Popularized in France, the apéritif (or aperitivo in Italian) is a bittersweet botanical beverage meant for sipping slowly pre-dinner. The word apéritif comes from the Latin amperire meaning “to open up,” which makes a lot of sense when you think about what apéritifs actually do.
Let’s pause for a brief history lesson. Way back when, let’s say sometime in the 18th century, tavern keepers started adding spices and herbs to their drinks to soothe the stomach and curb the effects of a stiff drink. Clearly, the solution stuck, which is why these days apéritifs are still defined by their bevy of bitter botanicals. These ingredients, from gentian root and hops to sage and grapefruit, work to stimulate your taste buds.
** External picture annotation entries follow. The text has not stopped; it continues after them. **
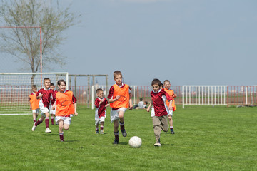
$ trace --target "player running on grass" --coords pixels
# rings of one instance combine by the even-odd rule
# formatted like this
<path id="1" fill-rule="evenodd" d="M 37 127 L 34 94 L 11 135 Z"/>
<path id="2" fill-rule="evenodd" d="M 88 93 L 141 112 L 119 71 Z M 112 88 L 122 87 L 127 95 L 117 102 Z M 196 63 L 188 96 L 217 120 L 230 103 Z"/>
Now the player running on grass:
<path id="1" fill-rule="evenodd" d="M 48 78 L 44 78 L 44 88 L 40 89 L 36 93 L 36 98 L 39 99 L 39 108 L 41 111 L 41 118 L 39 119 L 36 123 L 34 123 L 32 127 L 32 131 L 35 131 L 36 128 L 41 124 L 43 120 L 46 118 L 45 123 L 46 123 L 46 133 L 51 133 L 51 130 L 49 129 L 49 104 L 51 100 L 51 95 L 52 96 L 54 96 L 54 93 L 53 90 L 50 88 L 50 83 L 51 80 Z M 54 103 L 55 99 L 53 98 L 53 100 L 51 100 L 51 104 L 53 105 Z"/>
<path id="2" fill-rule="evenodd" d="M 122 83 L 122 74 L 119 71 L 114 73 L 116 83 L 109 90 L 108 95 L 111 109 L 111 122 L 114 123 L 114 142 L 119 144 L 119 120 L 122 135 L 126 137 L 127 133 L 124 127 L 124 113 L 127 108 L 132 110 L 131 92 L 129 86 Z"/>
<path id="3" fill-rule="evenodd" d="M 64 80 L 59 80 L 57 82 L 59 91 L 56 95 L 56 123 L 59 125 L 59 134 L 61 142 L 64 142 L 64 128 L 68 130 L 71 123 L 73 114 L 78 115 L 76 111 L 76 98 L 73 95 L 72 91 L 66 89 L 66 83 Z"/>
<path id="4" fill-rule="evenodd" d="M 168 94 L 172 98 L 174 98 L 176 97 L 176 94 L 174 93 L 174 91 L 173 90 L 171 90 L 171 83 L 170 81 L 168 80 L 165 80 L 164 81 L 164 90 L 166 92 L 168 93 Z M 167 106 L 169 105 L 169 102 L 166 100 L 166 103 L 167 105 Z M 174 130 L 173 130 L 173 120 L 172 120 L 172 117 L 173 117 L 173 112 L 175 111 L 176 110 L 176 105 L 175 105 L 175 100 L 173 100 L 172 101 L 172 110 L 168 110 L 167 108 L 167 112 L 168 112 L 168 122 L 170 124 L 170 130 L 171 134 L 174 134 Z"/>
<path id="5" fill-rule="evenodd" d="M 151 83 L 153 90 L 151 92 L 151 96 L 153 107 L 152 108 L 151 117 L 153 120 L 154 135 L 156 137 L 156 142 L 154 146 L 161 146 L 160 142 L 160 136 L 161 130 L 167 132 L 168 130 L 168 124 L 167 120 L 167 111 L 166 99 L 170 101 L 168 106 L 169 110 L 172 110 L 171 100 L 173 98 L 164 91 L 163 88 L 161 88 L 161 81 L 158 79 L 153 79 Z M 151 106 L 146 109 L 149 112 Z"/>

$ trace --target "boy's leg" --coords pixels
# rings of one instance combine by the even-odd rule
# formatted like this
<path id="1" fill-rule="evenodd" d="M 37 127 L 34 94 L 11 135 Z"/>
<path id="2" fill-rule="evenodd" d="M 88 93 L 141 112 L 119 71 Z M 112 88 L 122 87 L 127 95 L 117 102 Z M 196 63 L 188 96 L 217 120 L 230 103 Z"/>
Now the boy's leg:
<path id="1" fill-rule="evenodd" d="M 119 144 L 119 120 L 116 120 L 114 121 L 114 144 Z"/>
<path id="2" fill-rule="evenodd" d="M 41 116 L 41 118 L 40 118 L 38 120 L 38 121 L 36 121 L 36 123 L 34 123 L 33 124 L 32 131 L 35 131 L 36 126 L 39 125 L 39 124 L 41 124 L 43 122 L 43 120 L 44 120 L 44 118 L 45 118 L 44 116 Z"/>
<path id="3" fill-rule="evenodd" d="M 32 113 L 32 116 L 33 116 L 33 122 L 36 123 L 36 113 Z"/>
<path id="4" fill-rule="evenodd" d="M 96 124 L 96 133 L 99 133 L 99 123 L 97 123 Z"/>
<path id="5" fill-rule="evenodd" d="M 49 129 L 49 113 L 46 112 L 45 113 L 46 115 L 46 120 L 45 120 L 45 123 L 46 123 L 46 133 L 51 133 L 51 130 Z"/>
<path id="6" fill-rule="evenodd" d="M 171 115 L 169 115 L 168 116 L 168 123 L 169 123 L 169 125 L 170 125 L 170 130 L 171 130 L 171 134 L 174 134 L 175 132 L 173 130 L 173 120 L 172 120 L 172 116 Z"/>
<path id="7" fill-rule="evenodd" d="M 51 124 L 54 125 L 54 114 L 51 113 Z"/>
<path id="8" fill-rule="evenodd" d="M 159 119 L 159 117 L 158 116 L 153 116 L 152 120 L 153 120 L 154 135 L 156 138 L 156 143 L 154 144 L 154 145 L 156 145 L 156 144 L 159 143 L 161 132 L 161 120 Z"/>
<path id="9" fill-rule="evenodd" d="M 125 126 L 124 126 L 124 111 L 123 110 L 119 111 L 119 118 L 120 120 L 119 123 L 121 125 L 122 136 L 126 137 L 127 135 L 127 133 L 125 130 Z"/>
<path id="10" fill-rule="evenodd" d="M 100 126 L 100 129 L 101 129 L 100 133 L 101 133 L 101 134 L 104 134 L 104 122 L 102 121 L 102 122 L 100 123 L 100 124 L 101 124 L 101 126 Z"/>
<path id="11" fill-rule="evenodd" d="M 60 136 L 61 142 L 64 142 L 64 120 L 60 119 L 58 120 L 58 125 L 59 125 L 59 134 Z"/>

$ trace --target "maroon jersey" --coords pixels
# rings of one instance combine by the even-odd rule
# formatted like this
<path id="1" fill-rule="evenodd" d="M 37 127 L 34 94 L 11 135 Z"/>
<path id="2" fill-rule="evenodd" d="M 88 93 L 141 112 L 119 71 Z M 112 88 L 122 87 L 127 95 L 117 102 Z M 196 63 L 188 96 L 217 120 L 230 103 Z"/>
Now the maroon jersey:
<path id="1" fill-rule="evenodd" d="M 153 103 L 154 113 L 156 116 L 162 116 L 168 115 L 166 109 L 166 100 L 168 101 L 173 100 L 171 96 L 164 90 L 163 88 L 157 93 L 151 92 L 151 99 Z"/>
<path id="2" fill-rule="evenodd" d="M 98 113 L 99 117 L 105 117 L 106 114 L 106 105 L 108 104 L 107 99 L 104 98 L 104 101 L 100 104 L 99 102 L 101 100 L 101 98 L 97 98 L 95 100 L 95 105 L 96 105 L 96 113 Z"/>
<path id="3" fill-rule="evenodd" d="M 49 108 L 49 104 L 50 104 L 50 100 L 51 100 L 51 95 L 52 95 L 53 99 L 51 100 L 51 105 L 54 105 L 54 102 L 55 102 L 55 94 L 53 91 L 52 89 L 49 88 L 48 90 L 45 89 L 45 88 L 41 88 L 40 89 L 37 93 L 36 93 L 36 97 L 39 96 L 39 94 L 41 93 L 43 95 L 42 98 L 41 98 L 41 100 L 42 103 L 44 104 L 44 106 Z"/>
<path id="4" fill-rule="evenodd" d="M 117 85 L 118 86 L 118 85 Z M 125 86 L 125 84 L 122 83 L 121 86 L 119 86 L 120 88 L 123 88 Z M 130 88 L 130 87 L 129 87 Z M 114 96 L 114 86 L 111 86 L 111 87 L 109 89 L 109 92 L 108 93 L 108 96 L 107 98 L 108 99 L 111 99 L 112 96 Z M 129 90 L 129 93 L 131 93 L 131 91 Z M 118 108 L 112 108 L 112 110 L 118 110 Z"/>

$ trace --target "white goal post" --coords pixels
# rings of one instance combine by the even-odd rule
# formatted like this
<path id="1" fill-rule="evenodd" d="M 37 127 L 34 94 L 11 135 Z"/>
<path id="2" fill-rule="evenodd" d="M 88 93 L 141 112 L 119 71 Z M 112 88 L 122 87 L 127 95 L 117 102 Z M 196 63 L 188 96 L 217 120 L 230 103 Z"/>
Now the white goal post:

All that bitter is balanced out with bright citrus, fresh fruit, and earthy herbs, and enjoyed alongside an assortment of amuse-buche. For the uninitiated, that’s a fancy French word that literally means mouth amuser (I mean… come on), but less literally translates to bite-sized apps like crackers and cheese, marinated olives, and Marcona almonds. Basically, all the things we want to be eating, all of the time.
Traditionally apéritifs and their accompanying amuse-buche are there to whet your appetite and get the conversation going before a decadent meal. But for us? We love to sip and snack on them any old night, whether we’re chilling at home or having a party with our friends. That’s really the beauty of apéritifs, in our not so humble opinion. They’re casually sophisticated, made for small sips out of cute glasses and chill evenings chatting with our friends.
And unlike the apéritifs of yore, ours are made to be pre-spritzed and booze-free. That means you can kick back and relax with a glass in hand thanks to adaptogens, not alcohol. And better yet: zero proof gives you an excuse to fill up your glass as many times as you’d like. Cheers to having even more to love.